5.8 Customizing error messages

Generating relevant and informative parser error messages is one of FParsec’s greatest strengths. The top‐down approach of recursive‐descent parsing guarantees that there is always enough context to describe the exact cause of a parser error and how it could be avoided. FParsec exploits this context to automatically generate descriptive error messages whenever possible. This chapter explains how you can ensure with minimal efforts that your parser always produces understandable error messages.

As we already described in detail in section 5.4.2, error reporting in FParsec is based on the following two principles:

  • Parsers that fail or could have consumed more input return as part of their Reply an ErrorMessageList describing the input they expected or the reason they failed.
  • Parser combinators aggregate all error messages that apply to the same input position and then propagate these error messages as appropriate.

The various error messages in the previous chapters demonstrate that the built‐in error reporting usually works quite well even without any intervention by the parser author. However, sometimes FParsec lacks the information necessary to produce an informative error message by itself.

Consider for example the many1Satisfy f parser, which parses a string consisting of one or more chars satisfying the predicate function f. If this parser fails to parse at least one char, the generated error is not very helpful:

> run (many1Satisfy isLetter) "123";;
val it : ParserResult<string,unit> = Failure:
Error in Ln: 1 Col: 1
123
^
Unknown Error(s)

The problem here is that many1Satisfy can’t describe what chars the function predicate accepts. Hence, when you don’t use many1Satisfy as part of a combined parser that takes care of a potential error, you better replace it with many1SatisfyL, which allows you to describe the accepted input with a label (hence the “L”):

> run (many1SatisfyL isLetter "identifier") "123";;
val it : ParserResult<string,unit> = Failure:
Error in Ln: 1 Col: 1
123
^
Expecting: identifier

There are also labelled variants of other parsers and combinators, for example choiceL and notFollowedByL.

If there is no labelled parser variant or you want to replace a predefined error message, you can always use the labelling operator

val (<?>): Parser<'a,'u> -> string -> Parser<'a,'u>

The parser p <?> label behaves like p, except that the error messages are replaced with expectedError label if p does not change the parser state (usually because p failed).

For example, if FParsec didn’t provide many1SatisfyL, you could define it yourself as

let many1SatisfyL f label = many1Satisfy f <?> label

The labelling operator is particularly useful for producing error messages in terms of higher‐level grammar productions instead of error messages in terms of lower‐level component parsers.
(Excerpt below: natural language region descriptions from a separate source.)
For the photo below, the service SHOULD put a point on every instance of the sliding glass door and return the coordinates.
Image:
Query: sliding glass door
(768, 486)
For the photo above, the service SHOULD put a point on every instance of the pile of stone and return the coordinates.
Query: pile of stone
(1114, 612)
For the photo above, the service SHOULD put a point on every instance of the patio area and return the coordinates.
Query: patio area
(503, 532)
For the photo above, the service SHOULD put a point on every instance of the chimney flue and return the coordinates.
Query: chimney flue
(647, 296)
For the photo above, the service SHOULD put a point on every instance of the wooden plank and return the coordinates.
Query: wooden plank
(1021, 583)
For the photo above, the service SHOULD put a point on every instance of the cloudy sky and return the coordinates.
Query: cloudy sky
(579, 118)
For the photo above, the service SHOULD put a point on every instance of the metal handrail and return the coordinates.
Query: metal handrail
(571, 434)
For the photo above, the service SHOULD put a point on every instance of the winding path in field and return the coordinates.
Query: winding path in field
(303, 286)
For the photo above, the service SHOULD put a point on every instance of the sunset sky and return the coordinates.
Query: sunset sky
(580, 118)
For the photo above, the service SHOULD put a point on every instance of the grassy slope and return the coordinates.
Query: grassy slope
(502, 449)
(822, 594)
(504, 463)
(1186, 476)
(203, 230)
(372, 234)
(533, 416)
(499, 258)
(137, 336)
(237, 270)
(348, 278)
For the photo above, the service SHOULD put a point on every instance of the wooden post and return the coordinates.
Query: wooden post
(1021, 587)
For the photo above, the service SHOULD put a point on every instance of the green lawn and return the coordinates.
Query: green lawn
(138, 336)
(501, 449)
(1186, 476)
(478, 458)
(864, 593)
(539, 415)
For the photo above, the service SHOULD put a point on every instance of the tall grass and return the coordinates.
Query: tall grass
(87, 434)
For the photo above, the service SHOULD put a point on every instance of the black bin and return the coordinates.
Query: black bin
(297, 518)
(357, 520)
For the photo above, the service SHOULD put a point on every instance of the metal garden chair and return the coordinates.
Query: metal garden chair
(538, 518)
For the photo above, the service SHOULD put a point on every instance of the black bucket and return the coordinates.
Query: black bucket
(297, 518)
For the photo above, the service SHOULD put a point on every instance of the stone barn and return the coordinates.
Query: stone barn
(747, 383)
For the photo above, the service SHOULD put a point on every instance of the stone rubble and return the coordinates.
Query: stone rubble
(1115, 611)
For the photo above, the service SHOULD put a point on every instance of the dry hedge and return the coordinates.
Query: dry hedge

Suppose you want to parse a string literal with the following parser

let literal_ = between (pstring "\"") (pstring "\"")
                       (manySatisfy ((<>) '"'))

If this parser encounters input that doesn’t start with a double quote it will fail with the error message produced by the parser for the opening quote:

> run literal_ "123";;
val it : ParserResult<string,unit> = Failure:
Error in Ln: 1 Col: 1
123
^
Expecting: '"'

In situations like these an error message that mentions the aggregate thing you’re trying to parse will often be more helpful:

let literal = literal_ <?> "string literal in double quotes"
> run literal "123";;
val it : ParserResult<string,unit> = Failure:
Error in Ln: 1 Col: 1
123
^
Expecting: string literal in double quotes

Note that <?> only replaces the error message if the parser doesn’t consume input. For example, our literal parser won’t mention that we’re trying to parse a string literal if it fails after the initial double quote:

> run literal "\"abc def";;
val it : ParserResult<string,unit> = Failure:
Error in Ln: 1 Col: 9
"abc def
        ^
Note: The error occurred at the end of the input stream.
Expecting: '"'

With the compound labelling operator <??> you can make sure that the compound gets mentioned even if the parser fails after consuming input:

let literal = literal_ <??> "string literal in double quotes"
> run literal "\"abc def";;
val it : ParserResult<string,unit> = Failure:
Error in Ln: 1 Col: 1
"abc def
^
Expecting: string literal in double quotes

string literal in double quotes could not be parsed because:
  Error in Ln: 1 Col: 9
  "abc def
          ^
  Note: The error occurred at the end of the input stream.
  Expecting: '"'
Tip

If you don’t like the formatting of these error messages, you can write a custom formatter for your application. The data structure in which error messages are stored is easy to query and process. See the reference for the Error module.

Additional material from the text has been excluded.